No. 30 / June 2020
Mihai Plămădeală, art critic – article published in Observator Cultural magazine, no. 619 / 2012
One of those exhibitions that the viewer will certainly not forget for the rest of his life is Tronicart 1300, by Gheorghe Ilea, organized by the National Museum of Contemporary Art Bucharest and Plan B Gallery (Cluj-Napoca) at Sala Dalles (Bucharest), during March – April 2012.
At a strictly descriptive level, the project brings together 56 paintings made on as many Dacia 1300 car hoods, whose iconography is provided by the communist history of Romania. Beyond the originality elevated to the rank of ingenuity through the means of art, it captures the double perspective, subjective and objective, with which the artist operates simultaneously. The two visions coexist harmoniously, in a stable balance of playfulness. Not at all frightened, the subjects of the “hoods” do not miss any defining aspect of the period they describe. However, the stakes are not descriptive. The great license is the right distance and the sense of measure in dealing with the subject. In Gheorghe Ilea’s lexicon of signs, the framing, the colors, the iconic or the choice of the representative moment of the approached narrative chapters, play the main role.
The impact force of the images is stronger than that of a possible entire archive of the main news journal of the so-called golden age. The interference of the great history with the subjective vision of the passed period, brings into discourse that human side which in principle escapes voluntarily or deliberately the creators of the past. The family photo, the postcard, the comic book magazine, the icon or the famous label, once the most (re) known, Made in China, parade on the hoods once produced in Pitesti, after a Renault license.
The representations subtly avoid the exclusivity of the political subject and at the same time free themselves from the geometric “tyranny” of the supports. Related to the latter aspect, I further propose, for the extension of the analysis, some somewhat morphologically similar landmarks. Bruno di Marino, together with his colleagues from the creative group Studio Azzuro, artistically proposed the (kinetic) image without frame, by transforming the three-dimensional space into a support for projections. Nam June Paik also tried to “abolish” the tyranny of monitors, by investing them with visual function in his installations, but also by appealing to other limits of the framework, than those of the devices. Finally, keeping all the relationships of environment, time, distance and orientation, Dan Palade, through his recent project, “Workbook”, used unconventional materials for painting, especially tin that once covered a communist industrial mastodon and became a support for his artistic representations.
Returning to Gheorghe Ilea, for him the Dacia hoods become diary pages.
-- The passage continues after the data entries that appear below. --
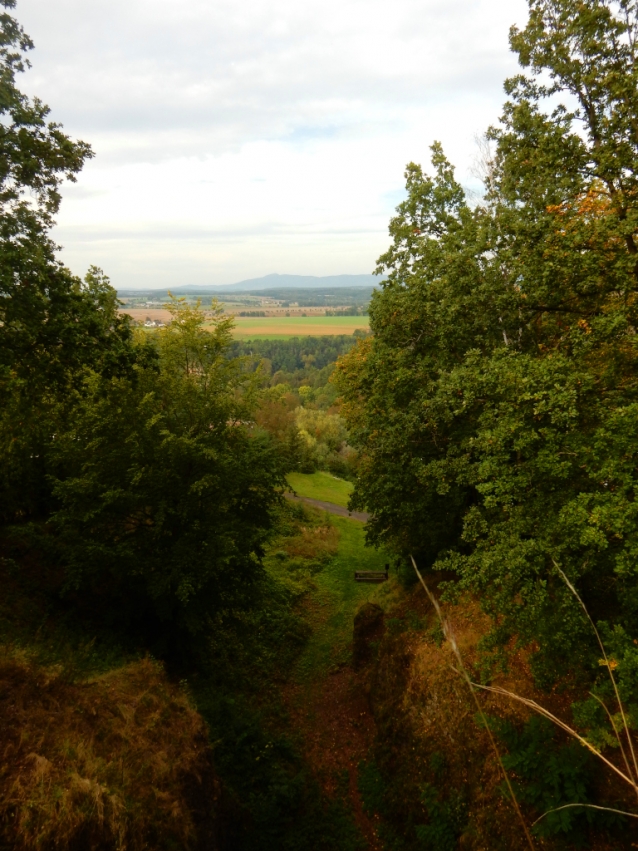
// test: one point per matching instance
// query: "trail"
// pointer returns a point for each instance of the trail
(330, 507)
(325, 697)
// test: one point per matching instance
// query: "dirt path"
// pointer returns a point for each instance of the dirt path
(330, 507)
(326, 699)
(338, 730)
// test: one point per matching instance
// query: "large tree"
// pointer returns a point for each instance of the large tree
(496, 406)
(53, 326)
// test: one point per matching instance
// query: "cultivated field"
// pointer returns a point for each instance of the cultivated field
(271, 327)
(141, 314)
(282, 327)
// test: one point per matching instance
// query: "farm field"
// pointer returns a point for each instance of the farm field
(141, 314)
(283, 327)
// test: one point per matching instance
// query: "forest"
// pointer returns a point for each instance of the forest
(185, 658)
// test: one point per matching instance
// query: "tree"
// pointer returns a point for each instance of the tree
(53, 326)
(165, 486)
(495, 407)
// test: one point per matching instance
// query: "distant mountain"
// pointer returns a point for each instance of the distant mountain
(267, 282)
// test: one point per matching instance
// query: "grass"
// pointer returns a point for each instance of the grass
(113, 762)
(284, 327)
(323, 486)
(337, 598)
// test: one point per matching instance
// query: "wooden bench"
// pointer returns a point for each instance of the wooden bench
(371, 575)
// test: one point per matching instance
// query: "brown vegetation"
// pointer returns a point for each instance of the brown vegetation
(118, 762)
(313, 542)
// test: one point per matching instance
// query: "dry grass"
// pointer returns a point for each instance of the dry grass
(313, 542)
(119, 762)
(424, 708)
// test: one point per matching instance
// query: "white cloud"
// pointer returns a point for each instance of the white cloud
(234, 140)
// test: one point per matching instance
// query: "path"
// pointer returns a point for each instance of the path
(326, 699)
(330, 507)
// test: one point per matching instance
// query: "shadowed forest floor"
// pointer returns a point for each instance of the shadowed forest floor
(325, 699)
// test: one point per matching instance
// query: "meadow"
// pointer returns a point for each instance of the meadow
(321, 485)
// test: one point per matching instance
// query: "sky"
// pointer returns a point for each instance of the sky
(237, 139)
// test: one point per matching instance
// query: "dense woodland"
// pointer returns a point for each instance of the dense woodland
(157, 587)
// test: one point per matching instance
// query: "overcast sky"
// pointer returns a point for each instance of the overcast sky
(235, 139)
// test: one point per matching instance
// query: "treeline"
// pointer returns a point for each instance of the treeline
(298, 401)
(495, 405)
(290, 356)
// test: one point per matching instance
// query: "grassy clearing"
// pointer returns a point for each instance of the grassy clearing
(323, 486)
(336, 599)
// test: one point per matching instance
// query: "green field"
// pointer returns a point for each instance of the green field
(284, 327)
(321, 486)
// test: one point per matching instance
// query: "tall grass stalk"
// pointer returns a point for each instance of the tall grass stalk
(449, 635)
(630, 777)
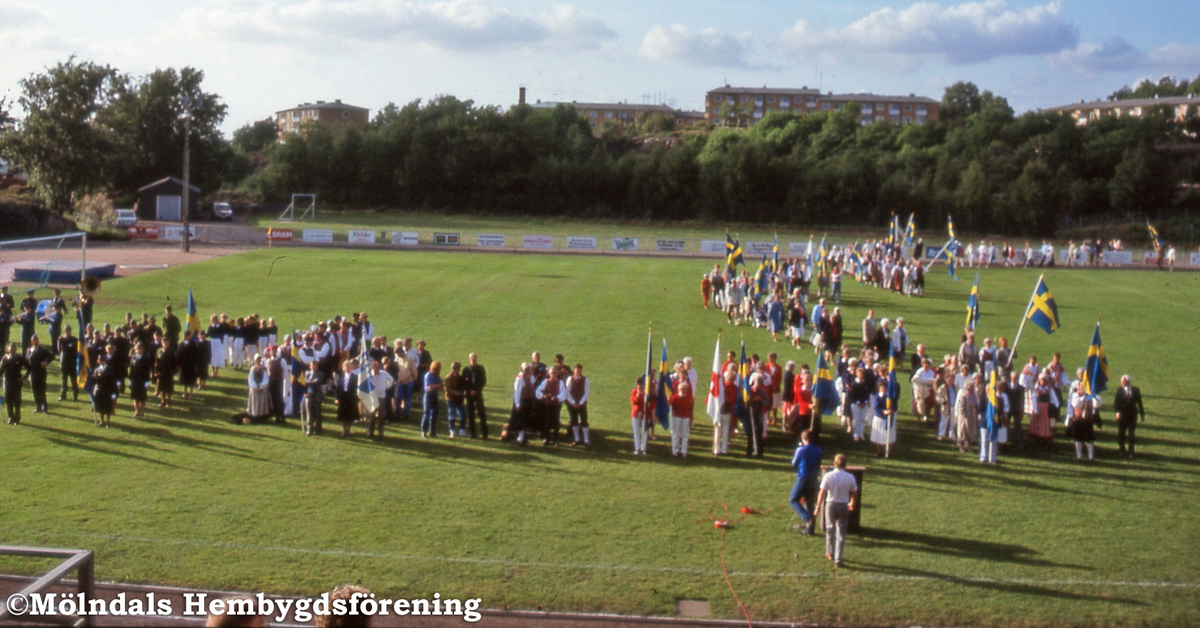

The framing solutions sometimes involve the inscription of geometric shapes in that of the ready made object, other times its treatment as a three-dimensional support or even as a window to the represented subject. We must not ignore the fact that between the idea and its materialization we are dealing with a quality that transcends persuasion: artistic value. Painting scenes from the construction on a culture club does not automatically equate to an artistic act. Fortunately, there are no recipes in this area. At least no one can boast of sure ingredients of success. I note that the artist is consistent with himself, in terms of creativity and that Bucharest is not the only way to develop and access the “good world” of the arts. Sometimes, the road to the West is shorter from Cluj, Timișoara or Iași. In terms of internal resources, even though artist Cai Guo-Quiang suspended no less than nine Chevrolets (real and functional) in the atrium of the Guggenheim Museum in New York four years ago (2008), I think that piloting a Dacia 1300, on the right route can also get you to a large biennial or a large museum.